If you've read tutorial 1, 2 or 3 then you absolutely need to read this one.

What I've been doing is generating mysqldump load files on a normal MySQL instance and then feeding them into an Amazon RDS hosted Aurora db. Normally I'm beyond conservative with the storage layer of anything I build but this time I went for the gusto and used something new - Amazon Aurora.

What I've just discovered is terribly, terribly troubling. I'm encountering silent load failures where data I've exported is in the dump files but NOT in Aurora after the load. I discovered this one time thru an error message and other than that I haven't seen an error message but I am missing data.

Now given the convoluted gyrations with split, sync and cat to recombine, it would be easy to assume that the issue is mine but I only used split / cat on two tables of data and there are issues with at least 3 tables so one of the tables did NOT use split / cat. Here's an example:

source:
select count(*) from large_table;
+----------+
| count(*) |
+----------+
| 72994268 |
+----------+
1 row in set (1 min 28.98 sec)

aurora:
select count(*) from large_table;
+----------+
| count(*) |
+----------+
| 43012074 |
+----------+
1 row in set (30.66 sec)

And this was one of the non split files. The files done with split are worse.

I have an ec2 instance configured as a high performance db server so I'm loading one of the offending files into to see if I can eliminate Aurora as the issue.

And I'm not going to definitely say that the issue is Aurora.
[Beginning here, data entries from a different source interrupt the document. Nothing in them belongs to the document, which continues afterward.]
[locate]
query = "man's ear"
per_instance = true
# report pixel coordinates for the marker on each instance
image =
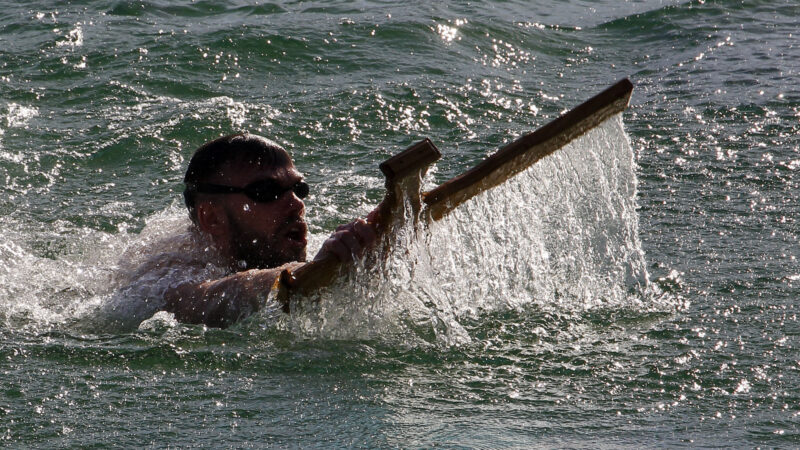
(211, 218)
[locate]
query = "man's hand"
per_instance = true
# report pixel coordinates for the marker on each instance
(349, 241)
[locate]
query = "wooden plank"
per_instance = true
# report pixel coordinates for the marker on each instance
(525, 151)
(404, 173)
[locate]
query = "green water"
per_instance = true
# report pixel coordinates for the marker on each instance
(101, 104)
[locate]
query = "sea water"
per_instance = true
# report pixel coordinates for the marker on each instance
(635, 289)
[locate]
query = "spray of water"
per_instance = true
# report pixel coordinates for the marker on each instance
(563, 235)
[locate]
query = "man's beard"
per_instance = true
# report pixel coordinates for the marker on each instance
(252, 251)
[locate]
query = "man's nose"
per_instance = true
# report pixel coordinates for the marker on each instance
(294, 202)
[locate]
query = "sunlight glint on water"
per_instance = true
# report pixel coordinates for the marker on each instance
(562, 235)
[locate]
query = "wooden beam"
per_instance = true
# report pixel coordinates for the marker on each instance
(525, 151)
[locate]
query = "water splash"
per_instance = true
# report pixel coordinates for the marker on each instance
(562, 236)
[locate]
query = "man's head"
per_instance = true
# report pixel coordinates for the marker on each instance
(244, 191)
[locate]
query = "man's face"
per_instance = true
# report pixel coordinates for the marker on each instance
(268, 234)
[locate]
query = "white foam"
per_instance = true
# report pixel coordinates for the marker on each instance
(563, 235)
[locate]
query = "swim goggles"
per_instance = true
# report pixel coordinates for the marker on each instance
(263, 191)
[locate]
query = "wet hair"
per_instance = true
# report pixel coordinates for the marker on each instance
(210, 159)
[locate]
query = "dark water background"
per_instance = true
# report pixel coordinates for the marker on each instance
(101, 104)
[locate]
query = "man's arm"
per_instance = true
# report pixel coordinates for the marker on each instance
(222, 302)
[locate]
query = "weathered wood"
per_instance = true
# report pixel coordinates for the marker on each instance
(404, 173)
(525, 151)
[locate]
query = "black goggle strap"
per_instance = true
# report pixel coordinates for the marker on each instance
(265, 190)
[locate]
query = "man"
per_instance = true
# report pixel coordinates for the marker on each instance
(245, 196)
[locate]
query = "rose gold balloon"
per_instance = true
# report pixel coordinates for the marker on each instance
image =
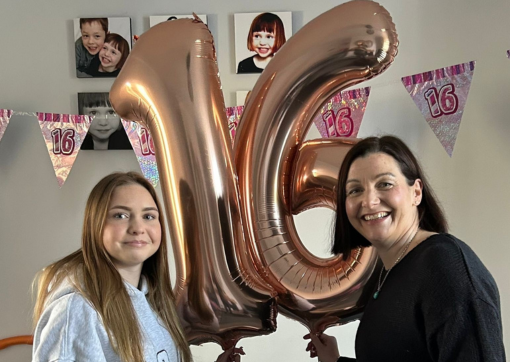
(317, 164)
(170, 84)
(342, 47)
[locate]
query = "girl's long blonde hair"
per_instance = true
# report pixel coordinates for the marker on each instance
(91, 271)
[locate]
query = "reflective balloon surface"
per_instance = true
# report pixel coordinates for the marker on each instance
(347, 45)
(170, 85)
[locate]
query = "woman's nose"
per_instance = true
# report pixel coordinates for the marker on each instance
(370, 198)
(101, 120)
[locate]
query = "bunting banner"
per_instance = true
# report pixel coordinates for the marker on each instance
(63, 134)
(342, 115)
(234, 116)
(441, 96)
(143, 145)
(5, 116)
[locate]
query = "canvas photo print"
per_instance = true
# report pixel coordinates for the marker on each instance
(258, 37)
(106, 131)
(102, 46)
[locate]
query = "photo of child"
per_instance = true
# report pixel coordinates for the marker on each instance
(93, 34)
(112, 57)
(101, 46)
(266, 35)
(156, 19)
(106, 131)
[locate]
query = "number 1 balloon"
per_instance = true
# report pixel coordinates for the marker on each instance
(235, 244)
(170, 85)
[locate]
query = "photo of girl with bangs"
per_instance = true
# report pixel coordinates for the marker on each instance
(266, 35)
(111, 57)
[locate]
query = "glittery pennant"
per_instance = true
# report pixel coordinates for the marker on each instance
(233, 116)
(63, 134)
(142, 144)
(5, 116)
(441, 96)
(342, 115)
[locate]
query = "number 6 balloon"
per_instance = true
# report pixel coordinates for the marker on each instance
(342, 47)
(235, 244)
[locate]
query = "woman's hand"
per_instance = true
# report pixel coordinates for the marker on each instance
(231, 355)
(323, 346)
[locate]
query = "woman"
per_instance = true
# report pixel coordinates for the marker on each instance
(434, 299)
(112, 300)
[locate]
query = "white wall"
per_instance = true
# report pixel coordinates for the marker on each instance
(37, 74)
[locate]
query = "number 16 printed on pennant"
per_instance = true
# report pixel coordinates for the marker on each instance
(441, 96)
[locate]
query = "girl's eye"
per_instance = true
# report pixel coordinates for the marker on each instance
(353, 192)
(385, 185)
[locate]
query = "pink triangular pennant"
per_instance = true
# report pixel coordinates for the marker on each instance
(5, 116)
(234, 116)
(142, 144)
(343, 114)
(63, 134)
(441, 96)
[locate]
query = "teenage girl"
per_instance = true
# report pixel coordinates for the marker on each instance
(111, 300)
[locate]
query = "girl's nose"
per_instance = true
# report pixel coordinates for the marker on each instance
(370, 198)
(135, 227)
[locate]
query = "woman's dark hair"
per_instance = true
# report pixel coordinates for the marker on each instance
(431, 217)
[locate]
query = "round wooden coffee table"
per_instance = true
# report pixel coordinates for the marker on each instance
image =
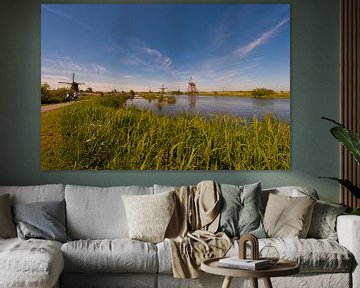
(281, 268)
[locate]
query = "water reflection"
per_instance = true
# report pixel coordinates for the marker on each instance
(207, 105)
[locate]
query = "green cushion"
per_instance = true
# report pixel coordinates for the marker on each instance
(240, 213)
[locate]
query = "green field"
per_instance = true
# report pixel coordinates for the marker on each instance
(102, 133)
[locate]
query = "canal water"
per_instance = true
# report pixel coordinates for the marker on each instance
(246, 107)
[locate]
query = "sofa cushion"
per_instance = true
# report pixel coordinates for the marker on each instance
(30, 263)
(323, 222)
(43, 220)
(116, 255)
(36, 193)
(287, 216)
(149, 215)
(240, 210)
(98, 213)
(291, 191)
(313, 255)
(7, 226)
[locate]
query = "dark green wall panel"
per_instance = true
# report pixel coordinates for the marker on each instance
(314, 85)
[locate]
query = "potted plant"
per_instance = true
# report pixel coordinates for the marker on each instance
(351, 141)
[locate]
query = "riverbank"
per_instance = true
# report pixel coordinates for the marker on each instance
(105, 134)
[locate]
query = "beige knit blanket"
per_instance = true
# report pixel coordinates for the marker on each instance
(191, 231)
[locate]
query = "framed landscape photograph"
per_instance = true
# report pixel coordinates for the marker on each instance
(165, 87)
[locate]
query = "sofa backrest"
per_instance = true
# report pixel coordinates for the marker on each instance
(98, 212)
(35, 193)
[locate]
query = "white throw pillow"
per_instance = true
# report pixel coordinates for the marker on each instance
(149, 215)
(288, 217)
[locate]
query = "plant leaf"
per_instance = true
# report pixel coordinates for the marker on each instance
(349, 139)
(347, 184)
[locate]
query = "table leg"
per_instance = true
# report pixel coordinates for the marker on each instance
(267, 282)
(227, 282)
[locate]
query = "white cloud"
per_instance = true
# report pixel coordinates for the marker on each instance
(99, 68)
(50, 8)
(261, 40)
(158, 58)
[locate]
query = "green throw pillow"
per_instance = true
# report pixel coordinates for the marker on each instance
(240, 212)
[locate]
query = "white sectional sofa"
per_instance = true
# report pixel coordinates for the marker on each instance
(101, 254)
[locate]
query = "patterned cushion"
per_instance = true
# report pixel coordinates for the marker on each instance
(30, 263)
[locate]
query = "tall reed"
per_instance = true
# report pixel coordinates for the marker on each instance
(98, 134)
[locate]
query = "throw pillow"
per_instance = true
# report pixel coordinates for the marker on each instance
(149, 215)
(7, 227)
(240, 213)
(288, 217)
(323, 223)
(43, 220)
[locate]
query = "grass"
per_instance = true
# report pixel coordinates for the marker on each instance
(99, 135)
(50, 138)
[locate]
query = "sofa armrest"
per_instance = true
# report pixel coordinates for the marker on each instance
(348, 230)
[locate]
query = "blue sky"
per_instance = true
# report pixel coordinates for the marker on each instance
(142, 46)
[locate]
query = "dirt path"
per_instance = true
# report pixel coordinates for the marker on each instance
(54, 106)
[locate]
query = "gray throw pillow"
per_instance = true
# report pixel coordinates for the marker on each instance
(323, 222)
(7, 226)
(43, 220)
(240, 213)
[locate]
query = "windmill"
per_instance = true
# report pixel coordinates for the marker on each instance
(74, 87)
(162, 88)
(192, 86)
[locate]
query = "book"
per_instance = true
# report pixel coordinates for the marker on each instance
(236, 262)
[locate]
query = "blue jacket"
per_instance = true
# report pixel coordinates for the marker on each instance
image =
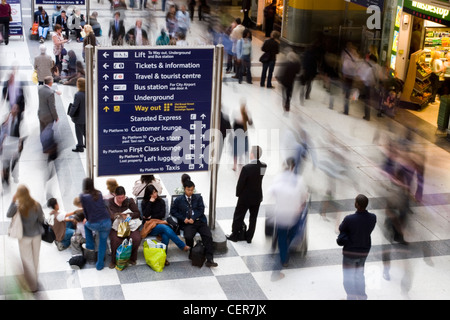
(180, 208)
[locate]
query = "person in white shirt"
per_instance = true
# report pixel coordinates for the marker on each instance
(290, 194)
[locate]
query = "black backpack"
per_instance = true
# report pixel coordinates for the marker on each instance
(197, 254)
(77, 262)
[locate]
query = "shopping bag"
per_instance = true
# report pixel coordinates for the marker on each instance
(123, 254)
(34, 77)
(155, 255)
(197, 254)
(123, 230)
(15, 227)
(49, 234)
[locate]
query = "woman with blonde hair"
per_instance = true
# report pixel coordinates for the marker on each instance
(32, 218)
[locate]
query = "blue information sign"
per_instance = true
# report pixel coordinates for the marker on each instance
(154, 109)
(61, 2)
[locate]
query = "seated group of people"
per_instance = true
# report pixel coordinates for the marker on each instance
(102, 214)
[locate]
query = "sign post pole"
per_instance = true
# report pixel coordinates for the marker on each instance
(89, 52)
(215, 155)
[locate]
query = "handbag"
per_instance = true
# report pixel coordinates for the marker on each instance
(49, 234)
(15, 229)
(34, 77)
(155, 255)
(265, 57)
(124, 230)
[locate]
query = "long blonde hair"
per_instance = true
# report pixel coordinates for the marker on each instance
(26, 202)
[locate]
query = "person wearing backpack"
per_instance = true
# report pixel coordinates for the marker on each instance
(269, 17)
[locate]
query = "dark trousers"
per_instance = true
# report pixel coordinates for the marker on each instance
(354, 280)
(80, 131)
(202, 228)
(287, 95)
(267, 66)
(239, 215)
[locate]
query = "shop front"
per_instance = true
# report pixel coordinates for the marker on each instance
(421, 45)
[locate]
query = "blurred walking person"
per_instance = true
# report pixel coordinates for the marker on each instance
(356, 230)
(286, 76)
(32, 217)
(244, 56)
(349, 59)
(11, 145)
(271, 48)
(43, 64)
(240, 140)
(290, 194)
(79, 115)
(308, 72)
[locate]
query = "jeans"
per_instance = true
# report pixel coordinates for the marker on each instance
(167, 234)
(354, 280)
(102, 228)
(267, 66)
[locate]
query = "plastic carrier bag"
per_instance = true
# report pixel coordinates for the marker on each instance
(155, 254)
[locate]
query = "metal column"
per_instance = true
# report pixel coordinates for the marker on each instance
(215, 124)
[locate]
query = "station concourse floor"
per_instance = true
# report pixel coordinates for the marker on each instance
(244, 271)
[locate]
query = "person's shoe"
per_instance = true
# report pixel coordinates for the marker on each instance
(232, 237)
(211, 263)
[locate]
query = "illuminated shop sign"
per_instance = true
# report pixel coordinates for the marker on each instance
(427, 11)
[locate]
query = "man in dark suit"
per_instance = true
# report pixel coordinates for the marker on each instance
(117, 30)
(189, 209)
(47, 117)
(62, 21)
(357, 227)
(250, 195)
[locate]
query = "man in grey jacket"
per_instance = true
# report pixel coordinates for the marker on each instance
(43, 64)
(47, 109)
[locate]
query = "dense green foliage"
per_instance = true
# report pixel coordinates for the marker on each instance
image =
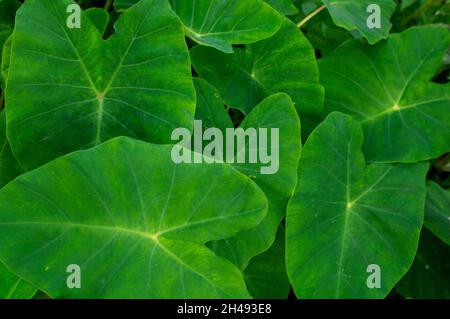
(358, 207)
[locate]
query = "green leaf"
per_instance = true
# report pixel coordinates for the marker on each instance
(352, 15)
(12, 287)
(276, 111)
(266, 276)
(321, 31)
(6, 57)
(121, 5)
(437, 211)
(222, 23)
(99, 17)
(8, 10)
(387, 88)
(285, 7)
(284, 63)
(346, 216)
(210, 107)
(137, 83)
(129, 217)
(9, 168)
(429, 276)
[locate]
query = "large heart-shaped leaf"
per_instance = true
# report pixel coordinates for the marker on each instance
(69, 89)
(387, 88)
(8, 10)
(283, 63)
(437, 211)
(12, 287)
(429, 276)
(278, 112)
(221, 23)
(134, 221)
(265, 275)
(346, 216)
(353, 14)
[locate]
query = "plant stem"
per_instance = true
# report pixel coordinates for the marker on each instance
(108, 5)
(310, 16)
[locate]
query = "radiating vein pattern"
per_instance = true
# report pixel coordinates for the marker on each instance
(81, 90)
(346, 216)
(388, 89)
(129, 225)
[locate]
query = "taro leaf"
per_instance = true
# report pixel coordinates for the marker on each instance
(285, 7)
(437, 211)
(121, 5)
(276, 111)
(352, 15)
(8, 10)
(222, 23)
(9, 168)
(323, 34)
(68, 89)
(429, 276)
(129, 217)
(346, 216)
(387, 88)
(99, 17)
(284, 63)
(265, 275)
(210, 107)
(12, 287)
(407, 3)
(6, 57)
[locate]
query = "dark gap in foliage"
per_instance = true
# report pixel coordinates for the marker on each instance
(190, 43)
(443, 76)
(318, 54)
(113, 16)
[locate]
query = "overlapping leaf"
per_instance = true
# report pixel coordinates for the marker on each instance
(265, 275)
(8, 10)
(353, 14)
(9, 168)
(276, 111)
(12, 287)
(429, 276)
(283, 63)
(437, 211)
(346, 216)
(78, 90)
(129, 217)
(221, 23)
(285, 7)
(388, 89)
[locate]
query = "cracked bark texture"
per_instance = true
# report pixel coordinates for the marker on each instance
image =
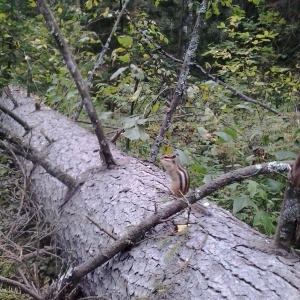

I've prematurely pointed the finger in the past and that's not fair. What I do think is fair is to say the following:

  • Do not assume that because an import succeeded that all your data is there
  • Absolutely verify row counts from source to destination
  • I don't know that row counts indicate success; I think you need a checksum of sql statements from source to destination but that's a much harder problem

More later if / when I understand this.